Bellinger Industries is considering two projects for inclusion in its capital budget, and you have been asked to do the analysis. Both projects' after-tax cash flows are shown on the time line below. Depreciation, salvage values, net operating working capital requirements, and tax effects are all included in these cash flows. Both projects have 4-year lives, and they have risk characteristics similar to the firm's average project. Bellinger's WACC is 7%.
0 | 1 | 2 | 3 | 4 | |
Project A | -1,130 | 680 | 335 | 240 | 290 |
Project B | -1,130 | 280 | 270 | 390 | 740 |
What is Project A's NPV? Round your answer to the nearest cent. Do not round your intermediate calculations.
What is Project B's NPV? Round your answer to the nearest cent.
Do not round your intermediate calculations.

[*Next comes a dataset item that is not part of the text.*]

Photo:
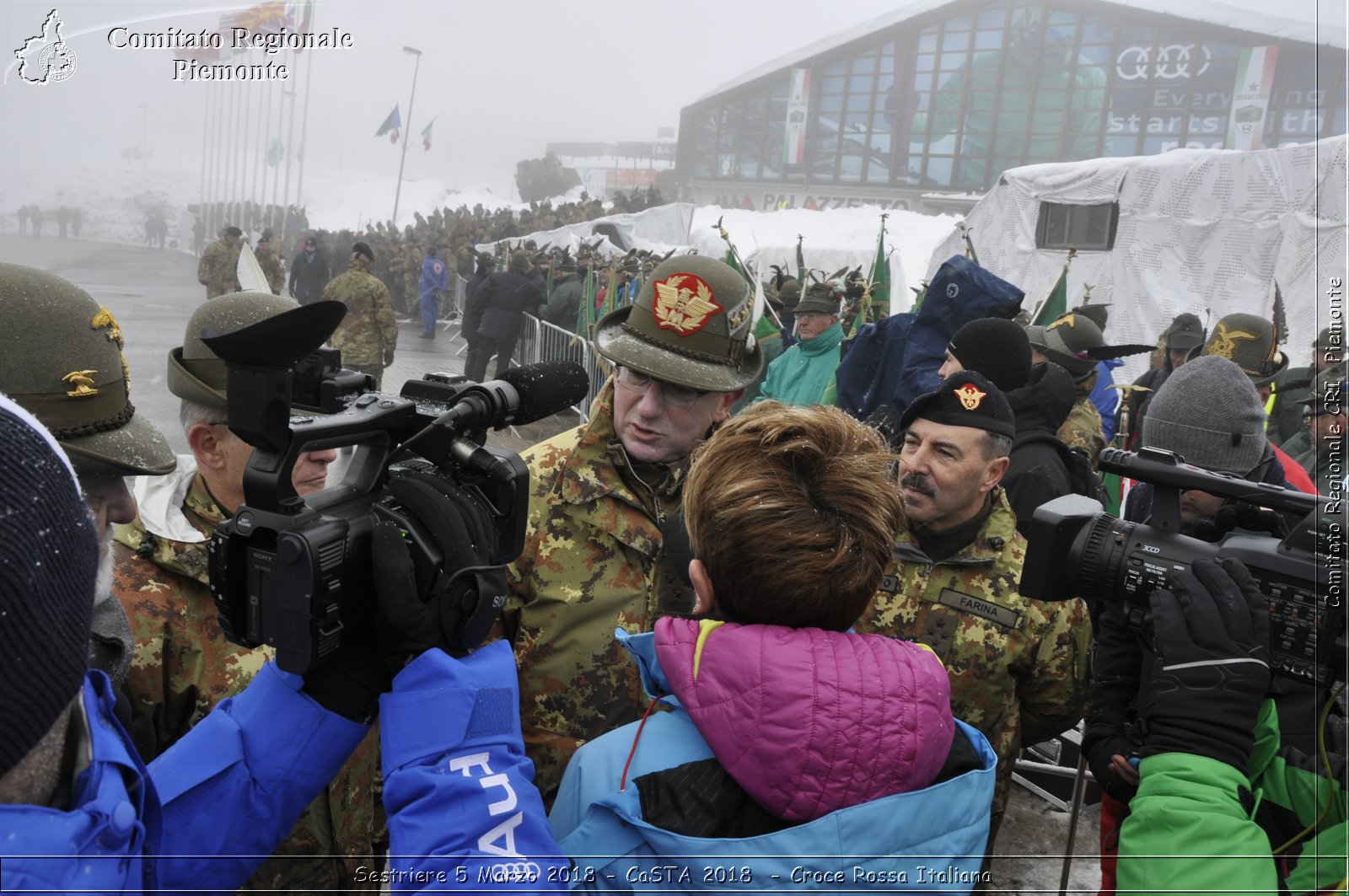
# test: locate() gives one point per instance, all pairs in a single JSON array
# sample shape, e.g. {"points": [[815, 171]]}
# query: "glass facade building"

If the projects were independent, which project(s) would be
accepted?
If the projects were mutually exclusive, which project(s) would
be accepted?
A:
Present value of inflows=cash inflow*Present value of discounting factor(rate%,time period)
=680/1.07+335/1.07^2+240/1.07^3+290/1.07^4
=$1345.27
NPV=Present value of inflows-Present value of outflows
=1345.27-1130
=$215.27(Approx)
B:
Present value of inflows=cash inflow*Present value of discounting factor(rate%,time period)
=280/1.07+270/1.07^2+390/1.07^3+740/1.07^4
=1380.41
NPV=Present value of inflows-Present value of outflows
=1380.41-1130
=$250.41(Approx)
Hence if projects are independent;both projects must be chosen having positive NPV.
Hence if projects were mutually exclusive,project B must be chosen having higher NPV.